Степан. Повесть о сыне Неба и его друге Димке Михайлове - Георгий Шевяков
Шрифт:
Интервал:
Закладка:
Долго вечером того дня обсуждали они эти слова с генералом и остановились на том, что пусть поиски на улицах продолжаются, а сам капитан плотнее займется окружением жертв и жителями ближайших к месту преступления домов.
Знакомые жертв, как и следовало ожидать, не блистали талантами. Банда Сливака — банда она и есть банда, как бы ее не называли группировкой или бригадой — вот уже четвертые сутки сидела поодиночке в комфортабельных подвалах ФСБ, где унитаз совмещал роль умывальника и никогда не гас электрический свет. Поначалу все они в один голос клялись, что ничего не знают. Что Жмых, Мосол и Серый — так именовались убиенные в кругу друзей — ни в чем предосудительном замечены не были, а если и творили какие-то свои дела, никогда не делились ими с товарищами. На вторые сутки непрерывных допросов с применением, чего уж греха таить, специальных средств, выяснилось, что любили они измываться над девчонками, особенно безропотными продавщицами в киосках, с которых собирали дань. Добрый десяток девушек в приватных беседах подтвердили сказанное. Но более ничего узнать не удалось. Были как жертвы, так и их друзья мелкими, пакостными и ничтожными тварями, которых только воля судьбы и отсутствие порядка среди людей вынесла на поверхность вод.

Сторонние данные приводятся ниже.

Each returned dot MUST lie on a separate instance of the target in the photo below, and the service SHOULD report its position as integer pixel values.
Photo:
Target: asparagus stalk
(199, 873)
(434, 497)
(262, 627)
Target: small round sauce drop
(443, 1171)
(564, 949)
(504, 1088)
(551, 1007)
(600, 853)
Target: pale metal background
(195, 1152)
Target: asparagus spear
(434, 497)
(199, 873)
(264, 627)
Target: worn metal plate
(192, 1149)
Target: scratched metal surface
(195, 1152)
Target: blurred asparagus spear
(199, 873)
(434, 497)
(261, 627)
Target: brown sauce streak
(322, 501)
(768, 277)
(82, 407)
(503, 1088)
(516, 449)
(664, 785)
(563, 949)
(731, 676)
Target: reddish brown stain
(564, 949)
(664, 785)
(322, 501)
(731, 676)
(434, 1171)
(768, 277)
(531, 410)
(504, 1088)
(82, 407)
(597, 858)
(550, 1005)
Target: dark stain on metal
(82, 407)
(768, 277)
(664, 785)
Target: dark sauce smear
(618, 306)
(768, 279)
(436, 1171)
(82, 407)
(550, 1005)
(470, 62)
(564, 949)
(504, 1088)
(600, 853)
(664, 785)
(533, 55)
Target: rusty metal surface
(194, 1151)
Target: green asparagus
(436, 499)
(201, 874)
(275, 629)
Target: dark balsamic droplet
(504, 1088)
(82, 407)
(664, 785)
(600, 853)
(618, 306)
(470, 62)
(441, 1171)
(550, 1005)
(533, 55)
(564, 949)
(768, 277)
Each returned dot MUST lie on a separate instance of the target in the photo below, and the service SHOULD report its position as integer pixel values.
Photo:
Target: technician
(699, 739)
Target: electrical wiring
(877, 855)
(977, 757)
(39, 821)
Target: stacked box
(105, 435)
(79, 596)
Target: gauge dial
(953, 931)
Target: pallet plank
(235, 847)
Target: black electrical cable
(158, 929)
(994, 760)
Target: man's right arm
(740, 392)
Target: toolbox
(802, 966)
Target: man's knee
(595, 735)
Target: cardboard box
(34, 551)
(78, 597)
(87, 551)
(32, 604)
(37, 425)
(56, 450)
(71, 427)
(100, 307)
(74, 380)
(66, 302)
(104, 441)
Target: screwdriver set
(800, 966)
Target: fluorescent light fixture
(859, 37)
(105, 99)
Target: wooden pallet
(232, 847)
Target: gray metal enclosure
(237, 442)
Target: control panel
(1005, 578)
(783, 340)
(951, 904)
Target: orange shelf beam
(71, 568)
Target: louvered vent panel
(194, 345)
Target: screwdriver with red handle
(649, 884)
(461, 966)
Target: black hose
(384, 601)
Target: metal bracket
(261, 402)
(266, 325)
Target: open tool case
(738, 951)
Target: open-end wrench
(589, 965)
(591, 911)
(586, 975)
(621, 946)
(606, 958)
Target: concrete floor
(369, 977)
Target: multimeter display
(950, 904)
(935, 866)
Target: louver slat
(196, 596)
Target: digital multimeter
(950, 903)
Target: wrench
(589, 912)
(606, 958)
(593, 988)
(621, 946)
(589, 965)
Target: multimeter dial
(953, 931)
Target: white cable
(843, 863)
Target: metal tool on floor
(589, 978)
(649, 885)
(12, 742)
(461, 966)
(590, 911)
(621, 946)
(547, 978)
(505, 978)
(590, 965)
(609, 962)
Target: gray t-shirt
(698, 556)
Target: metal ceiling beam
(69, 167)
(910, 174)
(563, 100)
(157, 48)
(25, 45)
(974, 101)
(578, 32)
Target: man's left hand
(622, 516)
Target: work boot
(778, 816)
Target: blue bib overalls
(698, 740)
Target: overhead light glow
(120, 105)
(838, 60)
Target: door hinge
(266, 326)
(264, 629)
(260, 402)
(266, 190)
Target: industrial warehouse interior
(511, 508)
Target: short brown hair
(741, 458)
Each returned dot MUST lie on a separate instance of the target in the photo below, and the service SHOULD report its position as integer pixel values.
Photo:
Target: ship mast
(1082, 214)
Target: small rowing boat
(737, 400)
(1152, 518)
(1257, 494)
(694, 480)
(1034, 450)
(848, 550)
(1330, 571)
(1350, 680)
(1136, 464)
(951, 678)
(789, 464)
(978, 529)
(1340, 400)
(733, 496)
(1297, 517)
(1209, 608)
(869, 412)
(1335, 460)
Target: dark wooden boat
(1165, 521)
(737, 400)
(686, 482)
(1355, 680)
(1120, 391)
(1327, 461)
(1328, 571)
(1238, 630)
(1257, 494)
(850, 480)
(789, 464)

Самого Сливака — Вячеслава Сливакова сорока лет отроду, — найти не удалось. То ли он скрывался в городе на потайной квартире, и тогда вероятность познакомится с ним, когда дома и гаражи прочесывались тщательней, чем прическа парикмахером, была более чем велика; то ли выехал невзначай за город, и тогда встреча с ним откладывалась на неопределенное время. Объявленный во всесоюзный розыск, как якобы закоренелый убийца, чей портрет красовался на каждом столбе по всей России, он непременно попал бы в руки закона, если еще был жив. Последнего вероятия капитан Харрасов отнюдь не исключал.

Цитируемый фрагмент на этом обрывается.